Large Hadron Collider tech: photos
At the heart of the LHC are 1232 dipole magnets, of which this is a cross section. The dipole magnet creates a nearly linear magnetic field that steers the beam of ionised particles around the accelerator. Two beams travel separately in opposite directions through the left and right central channels.
The Compact Muon Solenoid (CMS) experiment is one of two geared for a variety of tasks, including finding the elusive Higgs boson. Because the LHC is underground, equipment such as this massive end cap for the CMS experiment must be lowered with cranes. This cap was at one end of the cylindrical detector.
One end of the CMS detector during the LHC's assembly in 2007.
The LHC's primary control centre is used to monitor and run the particle accelerator. This pod of screens is matched by four others for other tasks. Separate control centres are used for the experiments. The green screens toward the left signal that all is well with hundreds of subsystems.
The LHC requires tremendous computing power to store data. A primary copy of the data is stored at CERN, but it's replicated elsewhere across the planet.
A view inside the ATLAS (A Toroidal LHC ApparatuS) detector. Physicists hope to use the detector to find and detail the Higgs boson, a particle believed to imbue more conventional matter with mass.
ATLAS is one of the LHC's two general-purpose experiments. Here, the yellow crane holds the particle beam pipe that's being inserted into the detector.
ALICE (A Large Ion Collider Experiment), one of the LHC's four major experiments, is designed to probe the high-energy past just after the Big Bang when quarks weren't confined within protons and neutrons as they are today.
Albert de Roeck, one of the CMS managers, calls up the latest experimental data from the Compact Muon Solenoid.
Here, a silicon tracking detector — a cousin to an ordinary digital camera sensor — is inserted into one of the LHC's two general-purpose experiments, the CMS.
CERN is where Tim Berners-Lee created the World Wide Web. This is the hand-written note on the side of the first web server alerting staff not to switch it off.
Mirko Pojer, a physicist and the engineer in charge of LHC operations, explains properties of the LHC's two counter-circulating proton beams.
In a September 2008 incident at the LHC, electrical current resistance heated this area until liquid helium burst into a gas, damaging the LHC and forcing a delay in operation and an amended design.
This shot shows the exposed innards of a junction between two superconducting magnet sections at the LHC. The electrical bus connection toward the upper right failed in September 2008, overheating and causing a serious operational incident.
It's customary to celebrate milestones at CERN. Here are some of the leftover bottles.
The exterior of the Atlas control centre at CERN is spruced up with physics-appropriate artwork.

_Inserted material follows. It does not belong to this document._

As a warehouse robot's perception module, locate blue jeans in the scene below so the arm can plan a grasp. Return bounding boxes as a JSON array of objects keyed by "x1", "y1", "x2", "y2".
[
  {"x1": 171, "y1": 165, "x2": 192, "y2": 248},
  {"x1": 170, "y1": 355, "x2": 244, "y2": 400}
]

The Globe of Science and Innovation has no scientific function, but the centre is a distinctive CERN landmark.
This magnet assembly, above ground and not in use, shows how the LHC fits within its underground cavern.
The LHC, which fits into the underground tunnel used by an earlier accelerator at CERN, is 27 kilometres in circumference. For scale, the Geneva airport is at the far end of the circle in this shot and the Alps are in the distance.
A 2007 photo shows a worker making the final connections in the LHC ring. Some of the work will be redone after a planned shut-down before the accelerator is run at full power.